From a list of quintuples, it is easy to substitute numbers for symbols and create a massive integer. In this way, every Turing machine is represented by a unique integer. Conversely, a given integer may or may not represent a valid Turing machine. Petzold notes that this conclusion should not surprise us. After all, executables are just long binary numbers chunked into bytes. As software developers, we transform algorithms into integers for a living.
Interestingly, a computable number can be constructed with more than one Turing machine. Just as there are many ways to write FizzBuzz, there are many Turing machines that compute the digits of Pi. Thus computable sequences (and computable numbers) can be represented by more than one integer.
Already, we have an enormously important takeaway. Turing has shown that all computable numbers can be represented as integers describing their calculation through a machine. Thus, the cardinality of computable numbers is less than the cardinality of natural numbers! He states offhandedly that "The computable numbers are thus enumerable."
Turing's lack of enthusiasm hints at bigger plans. Now that we can represent any Turing machine as a string of characters, our programmer senses should be tingling. You know what's good at manipulating strings of characters: Turing machines! Turing will use the symbolic, instructional representation of Turing machines as input to the UTM.
Step 4: Create the Universal Machine
My first reaction to Turing's definition of the universal machine was similar to my reaction to the first Scheme interpreter I saw: "That's it?" In the original paper, the UTM only takes two pages to define. Emil Post famously pointed out a few bugs in Turing's design, but it gets the idea across.
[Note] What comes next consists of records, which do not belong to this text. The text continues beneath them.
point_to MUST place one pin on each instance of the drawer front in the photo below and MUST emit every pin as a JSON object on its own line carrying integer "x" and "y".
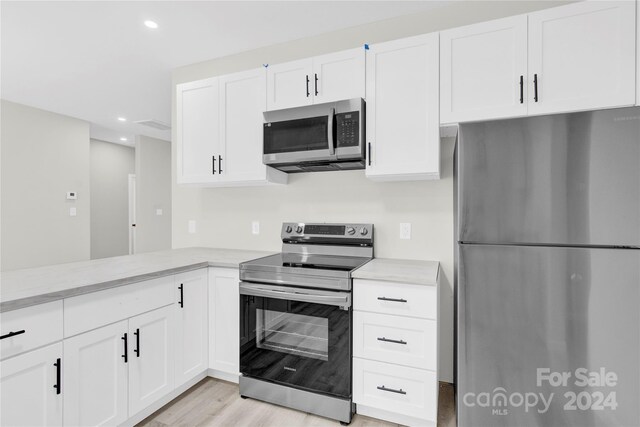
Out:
{"x": 395, "y": 298}
{"x": 394, "y": 339}
{"x": 90, "y": 311}
{"x": 42, "y": 324}
{"x": 408, "y": 391}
I didn't care to read too closely into the implementation details, but here's the main idea. The UTM is initialized with the symbolic representation of a TM (a list of instructions), written left to right. After the list of instructions, the UTM prints the state of the machine after the first instruction is executed - so the entire tape, the position of the current symbol, and the next m-configuration. From the first state of execution, it can find the correct instruction to execute next and print the second state after the first. Then the third, fourth, fifth, and so on. If it prints out the proper 0's and 1's between each state, then it produces the same sequence as the TM it is emulating. Voilá! A universal machine.